The project uses Python 3.9 on MacOS 15.6.1, but higher Python versions should work. It uses the following libraries:

  • numpy 2.0.2
  • opencv-python 4.12.0.88

These can be installed through pip via: pip install numpy opencv-python

in some cases, pip3 might be required instead of pip

Development was done in Intellij Idea with the Python Plugin installed.

To get the output of the code, simply run the file. The output file will be in the corresponding resource folder at the root of the repo.

Completed Images

Challenge 1: pennair1_completed.png

Challenge 2: pennair2_out.gif

Challenge 3: pennair3_out.gif

Performance on Challenge 3 (10 second video 300 frames): pennair3_performance.gif

Processes

Challenge 1: I initially used a RGB to grayscale algorithm, before realizing some of the shapes were either too bright or too dark. Then, I pivoted to using HSV

  1. Convert the image to HSV pennair1_hsv.png
  2. Gaussian Blur to remove noise in the background
  3. Threshold the image to be left with green and yellow pennair1_thresh.png
  4. Filter for just yellow RGB(255, 255, 0) pennair1_mask.png
  5. Use Canny to isolate the shapes pennair1_edged.png
  6. Get contours and filter out the small noise or ones that are too large, finding the center and drawing a circle (dot) around it.
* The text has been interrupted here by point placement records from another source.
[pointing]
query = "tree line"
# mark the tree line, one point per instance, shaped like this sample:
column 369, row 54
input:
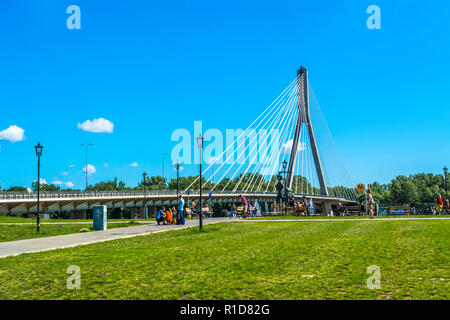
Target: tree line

Challenge 2: The only real difference between 1 and 2 is the addition of a dilation and erosion (the former to remove small noise contours and the latter to revert the shapes back to their original size) and a morphologyEx to allow shapes in the video that come in contact to be able to trace around them. Also, I added a contour around the edge copyMakeBorder to be able to detect shapes that went out of bounds.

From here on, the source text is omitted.